寮の窓から差し込む陽光が白いカーテンを揺らし、部屋を明るくしている。
セレナは制服の襟を直し、鏡の前で髪を編んでいた。
彼女は数回深呼吸をした後、机の上の手紙に目を向ける。
それはクラリスから届いたものであった。
“セレナへ 明日はあなたの最初の試験ね。緊張するかもしれないけれど、あなたはちゃんと準備してきたわ。大切なのは、誰かと比べることじゃなくて、自分の言葉で答えること。あなたは、あなたのままでいいのよ。――クラリスより”
セレナは手紙を畳み、胸元にしまう。姉からの言葉だった。
窓の外では、中庭のチューリップが風によって揺れている。
扉の外から同級生が集合時間を知らせる。
「セレナさん、もうすぐ集合時間ですよ。行きましょう?」
「うん、ありがとう。……行こう」
セレナは制服を整え、筆記用具を鞄に入れて立ち上がる。
廊下の窓から見える空は少し霞んでいるが、光が差し込んでいた。
*
今日の教室は初夏の日差しが差し込む静かな場所であり、室内には緊張した雰囲気が漂っている。
セレナは筆記用紙の前で鉛筆を持ち、王国紋章入りの試験用紙を確認する。
出題内容は「運命力制度の誕生とその意義について自身の考えを述べよ」である。
他の生徒たちは答案作成を進めており、紙とペンの音が響いている。
セレナは問題文を見て思案し、過去の講堂で回答する姉の姿や、試験で高い成績を収める姉について考える。
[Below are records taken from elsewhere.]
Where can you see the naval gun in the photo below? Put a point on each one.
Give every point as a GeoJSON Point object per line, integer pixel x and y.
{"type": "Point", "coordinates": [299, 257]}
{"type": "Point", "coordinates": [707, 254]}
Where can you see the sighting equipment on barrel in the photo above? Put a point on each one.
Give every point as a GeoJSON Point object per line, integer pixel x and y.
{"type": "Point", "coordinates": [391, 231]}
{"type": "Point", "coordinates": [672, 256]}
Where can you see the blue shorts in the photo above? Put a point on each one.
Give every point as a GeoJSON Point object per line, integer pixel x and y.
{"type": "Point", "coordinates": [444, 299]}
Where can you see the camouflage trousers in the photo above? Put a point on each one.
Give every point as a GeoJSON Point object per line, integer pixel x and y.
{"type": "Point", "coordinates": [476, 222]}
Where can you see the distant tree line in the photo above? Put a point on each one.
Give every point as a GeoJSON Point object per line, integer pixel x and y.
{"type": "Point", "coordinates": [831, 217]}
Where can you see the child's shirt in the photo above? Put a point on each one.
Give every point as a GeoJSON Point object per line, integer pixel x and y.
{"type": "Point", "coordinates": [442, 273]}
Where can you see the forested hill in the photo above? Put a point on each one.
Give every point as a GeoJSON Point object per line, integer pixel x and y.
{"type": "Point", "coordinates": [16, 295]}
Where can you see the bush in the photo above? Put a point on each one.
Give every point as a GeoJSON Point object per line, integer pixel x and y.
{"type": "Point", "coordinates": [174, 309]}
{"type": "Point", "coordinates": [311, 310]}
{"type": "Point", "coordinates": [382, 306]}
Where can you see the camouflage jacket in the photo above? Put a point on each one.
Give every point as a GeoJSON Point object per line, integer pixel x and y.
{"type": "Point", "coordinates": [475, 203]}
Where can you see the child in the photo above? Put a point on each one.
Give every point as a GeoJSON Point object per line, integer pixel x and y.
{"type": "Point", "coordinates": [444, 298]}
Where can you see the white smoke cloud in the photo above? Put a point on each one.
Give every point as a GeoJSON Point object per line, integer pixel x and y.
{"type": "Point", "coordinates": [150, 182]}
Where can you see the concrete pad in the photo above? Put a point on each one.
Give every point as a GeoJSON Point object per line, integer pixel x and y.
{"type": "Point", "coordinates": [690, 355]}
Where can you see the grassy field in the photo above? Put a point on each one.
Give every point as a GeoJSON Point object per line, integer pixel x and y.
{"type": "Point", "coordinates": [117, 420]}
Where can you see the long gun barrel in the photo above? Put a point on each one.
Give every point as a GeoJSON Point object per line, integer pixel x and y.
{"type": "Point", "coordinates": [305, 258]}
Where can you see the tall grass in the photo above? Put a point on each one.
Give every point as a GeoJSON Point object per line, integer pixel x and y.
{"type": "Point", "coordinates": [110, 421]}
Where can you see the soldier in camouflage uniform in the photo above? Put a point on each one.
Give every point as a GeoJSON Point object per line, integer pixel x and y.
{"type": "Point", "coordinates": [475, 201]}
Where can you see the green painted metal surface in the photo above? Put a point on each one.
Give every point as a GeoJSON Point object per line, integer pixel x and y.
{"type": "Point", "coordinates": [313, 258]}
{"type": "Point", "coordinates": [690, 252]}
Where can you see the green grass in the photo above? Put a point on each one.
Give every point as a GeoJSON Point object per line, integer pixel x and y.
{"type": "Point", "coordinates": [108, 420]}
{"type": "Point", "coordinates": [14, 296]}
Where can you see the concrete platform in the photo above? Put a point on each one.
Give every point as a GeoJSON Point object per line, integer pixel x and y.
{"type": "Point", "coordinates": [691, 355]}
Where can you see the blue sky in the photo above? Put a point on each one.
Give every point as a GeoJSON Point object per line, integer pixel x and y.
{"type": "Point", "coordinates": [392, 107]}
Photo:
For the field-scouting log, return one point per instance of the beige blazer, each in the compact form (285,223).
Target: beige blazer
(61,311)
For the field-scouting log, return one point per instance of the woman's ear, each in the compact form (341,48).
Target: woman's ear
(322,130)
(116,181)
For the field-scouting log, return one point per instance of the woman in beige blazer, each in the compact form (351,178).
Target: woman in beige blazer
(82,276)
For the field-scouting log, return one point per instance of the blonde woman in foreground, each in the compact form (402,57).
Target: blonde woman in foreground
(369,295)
その後、ユリウスから過去に受け取った言葉を思い出し、呼吸を整えて答案を書き始める。
「私は、制度があることは重要だと考えます。しかし、数値だけで人の価値を判断する点には慎重さが必要です。姉は高い運命力を有していますが、努力や人柄も評価すべきです。私は数字以外にも心を重視する姿勢を持ちたいと考えています。」
答案を書き終えた後、セレナは静かに鉛筆を置き、試験官の指示で用紙を提出して席を離れた。
*
試験が終わったその午後、セレナは長椅子にぐったりと座り込んでいた。
窓の外には初夏の陽射しが差し込み、ふわりとカーテンが揺れる。
「終わった…」
セレナから思わず小さくため息が漏れた。
緊張から解放されて肩の力が抜ける一方で、不思議と心は静かだった。
(あんな答案で良かったのかななんて不安もあるけど、自分の気持ちはちゃんと書けた気がする。)
そんなことをセレナが考えていると、扉がそっと開いた。
「セレナさん、少しよろしいですか?」
入ってきたのは王国史担当のエレナ先生だ。
彼女は微笑みながら、セレナの答案用紙を手にしていた。
「制度の意義について、『誰かの隣に立てる人になりたい』と書いた生徒は今までいませんでした。とても印象的でしたよ」
思わぬ言葉に、セレナの頬がほんのり赤くなる。
「あ、ありがとうございます……」
エレナ先生は優しくうなずいて部屋を出て行った。
ほっとしたのも束の間、今度は華やかな足音が響き、ユリウスが現れる。
「先生から聞いたよ。『誰かの隣に立てる人になりたい』って――素敵じゃないか」
突然の誉め言葉に、セレナは驚きつつモジモジと返事をした。
「私、中心に立つのは向いていないと思うんです。でも、誰かを支えたいという気持ちは本当で……」
ユリウスは柔らかく微笑む。
「国は、貴族だけでは成り立たない。側で支える人がいてこそ、国は動くものだよ」
その言葉が胸にじんわり染みて、セレナの中の迷いがひとつ消えていく。
控室に流れ込む初夏の風が、セレナの銀色の髪をそっと揺らした。
*
午後の講堂は、特別選抜クラスの生徒たちだけが集められ、静かに張り詰めた空気に包まれていた。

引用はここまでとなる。